思ったより早く帰れることを嬉しく感じるのはきっと彼女が出来た所為だ。
今までのオレだったら、探してでも仕事して、なるべく独りでいる時間を短くしていたように思う。
冷蔵庫になんかあったよなと思い出しながら歩く。
今日は逢えなかったな。
無事に帰って来てるんだろうか?
明朝、受付で逢えるだろうか?
風のない熱帯夜
早くシャワーを浴びちまおう。

ベストと忍服を脱いで、脚絆を外してズボンを脱いで髪を解いたところで、ドアがノックされた。
慌ててズボンだけはき直して玄関に出て吃驚した。
彼女が浴衣を着て頬を上気させて立っている。
上気っていうんじゃないな、あんな顔見たことない。
見た事のないような色っぽい表情でオレをじっと見るから恥ずかしくなって、
平常心を装いながらお帰りと労った。
花火をしようなんて言う。
余程昨日の花火大会に行きたかったんだなと思う。
持ってきた豆腐と梅酒を冷蔵庫にしまうと、家から少し離れた空き地に歩いて行った。

嬉しそうに藁で出来た線香花火を弄ぶ。
指先でくるくる回したり、2本いっぺんに持ったり。
そんなことをするからあっという間に火種が落ちて、残り少なくなっちまう。
最後の一本に火をつけた彼女は、途端に無口になった。
パチパチと火花を散らしていた藁を持つ手が心なしか揺らいでいるように見えたので、
その手を覆うようにして持ってやった。
御母堂とはまったく違う、疵もある働き者の手。
オレンジ色の火花で見え隠れする彼女の凛とした顔に見蕩れちまう。
花火大会のことを残念だったと言ったら、彼女の手がびくんと動いて火種が落ちてしまった。
暗闇の中、自分の心拍数とこおろぎの鳴き声しか聞こえない。
彼女は立ち上がったのでオレも立ち上がると、潤んだ瞳でオレを見上げてくる。
じっと、真剣な眼差しでオレを見るから、もうどうにも我慢がならなくなる。
身を屈めて彼女にくちづけた。
触れるだけのキスだったけど、離れる時には名残惜しくて少し吸っちまったから
ちゅっと小さな音がした。
来年こそは一緒に見たいと思ったからそう伝えると、
「押忍」と彼女が答えた。
妙な返事。
でも彼女らしい。
「飯食ってないんだろ?木の葉丼ならできるから、一緒に食おう。
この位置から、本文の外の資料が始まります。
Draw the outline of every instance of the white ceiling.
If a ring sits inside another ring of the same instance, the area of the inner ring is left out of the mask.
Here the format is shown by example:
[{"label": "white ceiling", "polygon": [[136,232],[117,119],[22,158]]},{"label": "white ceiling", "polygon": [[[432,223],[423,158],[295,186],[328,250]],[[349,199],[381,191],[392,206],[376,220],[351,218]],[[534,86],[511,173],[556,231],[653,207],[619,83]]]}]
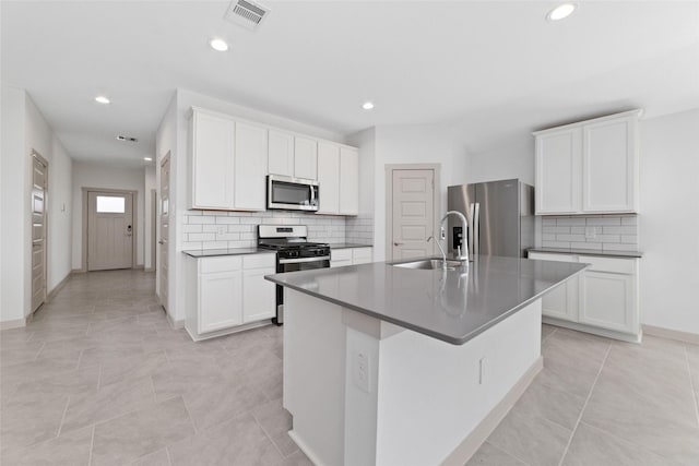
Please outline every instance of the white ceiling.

」
彼女が持ってきた梅酒と冷奴もある。
「あ、オレんちエアコンないけど、もう少ししたらいい風が吹いてくるから」
オレの言葉に彼女は嬉しそうに礼を言うのでオレも嬉しくなった。
歩いているうちに思った通り、いい風が吹いてきた。
髪の毛が乱れて鬱陶しいので掻き上げると、彼女がまたあの表情でオレを見る。
「…ちゃんと送ってくから、な?」
「お、押忍」
家に入る前、自戒するようにそう告げたら、彼女の方もそのような意味の返事をした。
あっついな、もっと風が強く吹けばいいのにと思った。